Ринтэ молча рыдал, отвернувшись к стене. Жалко, как слабый ребенок.

Сэйдире, скривившись от жалости к нему и себе самой, легла рядом и обняла его за плечи.

Но она не плакала. Кто-то должен не плакать. Было тихо. Совсем тихо, Ринтэ затих, и она уже подумала, что муж уснул. Постепенно сон пришел и к ней.

Но Ринтэ, король Холмов, не спал.

Он лежал, не ощущая тела, придавленный к ложу непонятной тяжестью. Или это было отчаянье, лишавшее воли? Он не хотел двигаться. Он слушал свою боль и ужасался своей слабости. Он медленно тонул в безнадежности.

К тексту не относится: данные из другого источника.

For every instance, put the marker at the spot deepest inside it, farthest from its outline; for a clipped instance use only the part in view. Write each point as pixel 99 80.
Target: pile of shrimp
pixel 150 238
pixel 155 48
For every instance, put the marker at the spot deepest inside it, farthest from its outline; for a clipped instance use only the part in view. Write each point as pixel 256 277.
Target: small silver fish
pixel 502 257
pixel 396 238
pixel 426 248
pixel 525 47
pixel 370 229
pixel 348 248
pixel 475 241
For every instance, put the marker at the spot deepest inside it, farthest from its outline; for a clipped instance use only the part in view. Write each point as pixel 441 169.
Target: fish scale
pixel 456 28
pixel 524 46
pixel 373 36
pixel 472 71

"Как это может быть… почему? Что случилось? Почему ничего не происходит, почему боги не проснутся? Это же неправильно, это несправедливо! Разве я сделал что-то не так? Тогда почему земля не помогает мне, а высасывает меня? Или что-то в мире настолько изменилось? Но если законы больше не действуют, то почему же боги спят, как прежде?"

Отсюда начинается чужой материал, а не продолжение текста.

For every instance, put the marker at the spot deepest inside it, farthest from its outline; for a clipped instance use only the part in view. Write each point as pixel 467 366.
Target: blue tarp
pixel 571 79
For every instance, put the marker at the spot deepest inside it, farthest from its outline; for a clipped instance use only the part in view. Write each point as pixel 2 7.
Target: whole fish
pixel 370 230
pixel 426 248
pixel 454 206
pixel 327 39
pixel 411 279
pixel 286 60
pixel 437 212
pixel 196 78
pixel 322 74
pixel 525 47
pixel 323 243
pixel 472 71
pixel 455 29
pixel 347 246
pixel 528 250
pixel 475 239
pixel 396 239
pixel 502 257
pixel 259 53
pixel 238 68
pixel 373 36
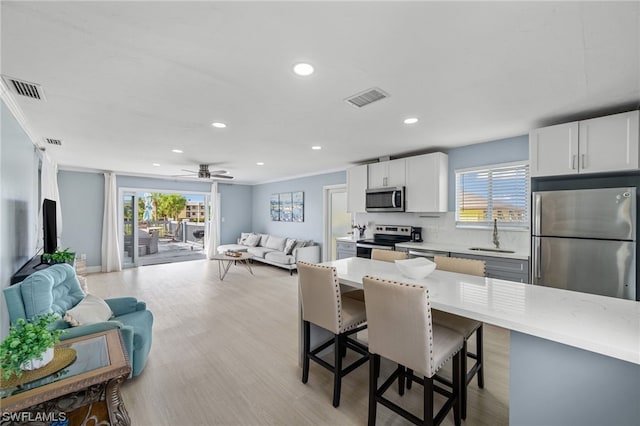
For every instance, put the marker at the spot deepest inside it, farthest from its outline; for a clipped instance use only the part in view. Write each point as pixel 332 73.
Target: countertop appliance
pixel 585 240
pixel 385 237
pixel 387 199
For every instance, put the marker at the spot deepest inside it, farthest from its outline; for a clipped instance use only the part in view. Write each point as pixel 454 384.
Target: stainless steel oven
pixel 385 237
pixel 364 249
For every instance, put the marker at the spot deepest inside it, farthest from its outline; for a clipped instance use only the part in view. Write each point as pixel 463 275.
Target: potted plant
pixel 59 256
pixel 29 345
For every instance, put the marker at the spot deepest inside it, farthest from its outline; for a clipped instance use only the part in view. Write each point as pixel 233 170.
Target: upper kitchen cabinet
pixel 553 150
pixel 356 188
pixel 609 143
pixel 387 173
pixel 603 144
pixel 426 184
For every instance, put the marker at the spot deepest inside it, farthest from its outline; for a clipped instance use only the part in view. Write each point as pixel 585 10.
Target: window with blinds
pixel 497 192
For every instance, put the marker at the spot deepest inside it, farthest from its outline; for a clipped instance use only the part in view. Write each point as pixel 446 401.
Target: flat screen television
pixel 50 230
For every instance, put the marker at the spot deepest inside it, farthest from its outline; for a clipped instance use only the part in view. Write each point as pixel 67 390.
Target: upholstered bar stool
pixel 401 330
pixel 387 255
pixel 343 314
pixel 462 325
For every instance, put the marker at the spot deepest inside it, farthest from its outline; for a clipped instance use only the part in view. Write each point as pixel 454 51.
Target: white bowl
pixel 415 268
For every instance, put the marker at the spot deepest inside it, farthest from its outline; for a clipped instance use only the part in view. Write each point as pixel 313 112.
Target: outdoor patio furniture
pixel 149 241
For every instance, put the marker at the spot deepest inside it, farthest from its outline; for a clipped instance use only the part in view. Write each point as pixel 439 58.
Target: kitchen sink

Он приподнялся. Осторожно встал, чтобы не потревожить Сэйдире.

"Но ведь так не может быть. Должно быть что-то еще. Иначе все бесполезно, и Жадный победил. И если не я, так другой король пойдет к нему с поклоном умолять о пощаде. Но я не пойду. Нет. Должен быть иной путь! Должен!!!"

Он стиснул кулаки. Ему казалось, что у него сейчас лопнут глаза от дикого напряжения. Лопнут, и кровь забрызгает белое лебединое платье Сэйдире.

"Да помоги же хоть кто-нибудь!"

Ему казалось, что он проваливается в глухую бездну. Бездну без отклика, бездну без надежды. Шепчущую множеством холодных голосов на грани сознания. Его охватил животный ужас небытия, он таял, распадался на части, и оставался от него только один огромный, отчаянный безмолвный крик о помощи. Чья-то рука возникла перед ним и открылась, и он вцепился в ладонь.

Бездна шептала — но ее голоса не вызывали этой тянущей тошноты, слабости и отчаяния. Да, Бездна была — но она утрачивала власть.

— Кто ты? — прошептал Ринтэ.

Ты выдержишь, — ответил бесплотный голос. — Если не будешь оглядываться назад. Ты не один.

— Что? Что это значит?

Ответа не было. Он вынырнул из бреда.

Но шепот Бездны уже не убивал его.

***

Вирранд Тианальт медленно и сосредоточенно точил меч. Это успокаивало.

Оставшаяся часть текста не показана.